To attract talent like Robinson to Seattle, Pocock must compete with other high-performance programs around the U.S. Pocock’s greatest edge, Dani said, comes with the ability to row year-round in the mild Northwest climate. U.S. Rowing has partnered with just one other West Coast training center: California Rowing Club in Oakland. The other seven partner training centers are located back east, enabling Pocock and Seattle to stand out.

But Pocock also must contend with the reality that national training camps and races take place on the East Coast. Those training in far-flung Seattle must travel long distances and buy expensive airline tickets to compete. Last summer, Robinson took two months off from her job at REI in order to attend a camp on the East Coast.

To compete with the nation’s top athletes at the eastern camps, the Pocock High Performance rowers must embrace new physical challenges. When Robinson left Williams, she felt she hadn’t reached the peak of fitness or strength. At Pocock, she began to learn what her body could handle. By working out 30 hours a week and pushing herself toward more demanding goals, she took herself from what she calls “good shape” to “excellent shape.”

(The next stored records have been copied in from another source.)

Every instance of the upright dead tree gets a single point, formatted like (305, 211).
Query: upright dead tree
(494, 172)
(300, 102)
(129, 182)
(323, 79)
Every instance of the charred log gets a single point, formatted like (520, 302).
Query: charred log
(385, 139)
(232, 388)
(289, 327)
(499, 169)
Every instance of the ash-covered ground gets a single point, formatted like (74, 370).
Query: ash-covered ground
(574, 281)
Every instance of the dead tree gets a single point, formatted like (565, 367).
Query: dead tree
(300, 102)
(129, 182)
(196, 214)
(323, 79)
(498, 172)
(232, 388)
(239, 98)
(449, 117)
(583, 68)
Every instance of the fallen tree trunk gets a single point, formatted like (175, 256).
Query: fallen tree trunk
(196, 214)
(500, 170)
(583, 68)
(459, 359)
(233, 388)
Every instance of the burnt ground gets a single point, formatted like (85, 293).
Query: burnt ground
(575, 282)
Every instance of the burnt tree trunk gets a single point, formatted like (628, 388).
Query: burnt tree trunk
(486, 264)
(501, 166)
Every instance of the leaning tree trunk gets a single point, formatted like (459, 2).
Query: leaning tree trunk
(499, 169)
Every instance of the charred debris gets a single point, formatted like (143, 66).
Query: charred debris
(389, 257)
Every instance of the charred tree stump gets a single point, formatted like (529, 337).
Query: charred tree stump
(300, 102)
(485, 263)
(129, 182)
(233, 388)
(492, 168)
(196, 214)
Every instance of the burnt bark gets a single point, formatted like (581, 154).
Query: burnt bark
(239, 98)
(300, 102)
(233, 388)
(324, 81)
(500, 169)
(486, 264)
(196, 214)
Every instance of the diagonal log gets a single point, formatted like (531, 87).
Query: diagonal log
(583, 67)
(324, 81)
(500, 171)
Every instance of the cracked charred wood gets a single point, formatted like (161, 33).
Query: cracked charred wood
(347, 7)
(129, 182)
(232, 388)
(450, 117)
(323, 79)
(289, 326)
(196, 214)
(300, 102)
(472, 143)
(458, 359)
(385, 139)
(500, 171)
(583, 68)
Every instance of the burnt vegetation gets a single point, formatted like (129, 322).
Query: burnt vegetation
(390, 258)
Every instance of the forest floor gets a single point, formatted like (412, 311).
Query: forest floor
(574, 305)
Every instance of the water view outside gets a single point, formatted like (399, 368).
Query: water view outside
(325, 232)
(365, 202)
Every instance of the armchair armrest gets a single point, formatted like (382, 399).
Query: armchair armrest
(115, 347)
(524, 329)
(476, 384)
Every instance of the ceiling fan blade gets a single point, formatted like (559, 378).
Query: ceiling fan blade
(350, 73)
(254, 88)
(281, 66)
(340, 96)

While Robinson enjoys discovering how far she can go, she also admits that the regimen isn’t easy. In the winter, she feels the mental fatigue of rowing in the dark every morning. Since the afternoon practices aren’t coached, Robinson and the other rowers must rally themselves and each other to complete workouts.

“It helps so much to have teammates,” Robinson said. “When we feel like, ‘ugh, we don’t want to go on this run,’ we can at least say, ‘let’s go together.’”

But in many ways, the physical challenges pale in comparison to the economic struggles of rowing on the national level. In many European countries, the state funds amateur athletes, including rowers. Not so in the U.S. Here, the athletes must make it on their own.

“The biggest challenge takes place off the water,” Dani said. “You know the workouts will be hard, but the burden of paying rent and finding flexible jobs takes a toll.”

Just two of the Pocock High Performance Team members work full-time jobs, and both enjoy flexible schedules and accommodating supervisors. Most, like Robinson, hold down part-time gigs. One rower works at a Lululemon store, and another teaches fitness classes as a gym.

While these jobs provide more time for training, the paychecks don’t go far. Some, like Robinson, rent rooms in houses with multiple roommates. One of Robinson’s teammates lives in a backyard cottage owned by a couple that attends her church. Adult recreational rowers at Pocock Rowing Center frequently donate airline miles or funding to help the elites.

Robinson said many athletes leave the program before they’ve peaked physically because they can’t handle the financial stress.

“Financially, it’s month to month,” Robinson said. “It’s a tenuous situation.”

The life of a Pocock High Performance athlete isn’t easy, but Robinson also recognizes the incredible opportunity she has been afforded. Many athletes dream of competing on a national or world level, and very few get the chance to do so.

“We all struggle, but we sacrifice for our art,” Robinson said. “Rowing is our passion.”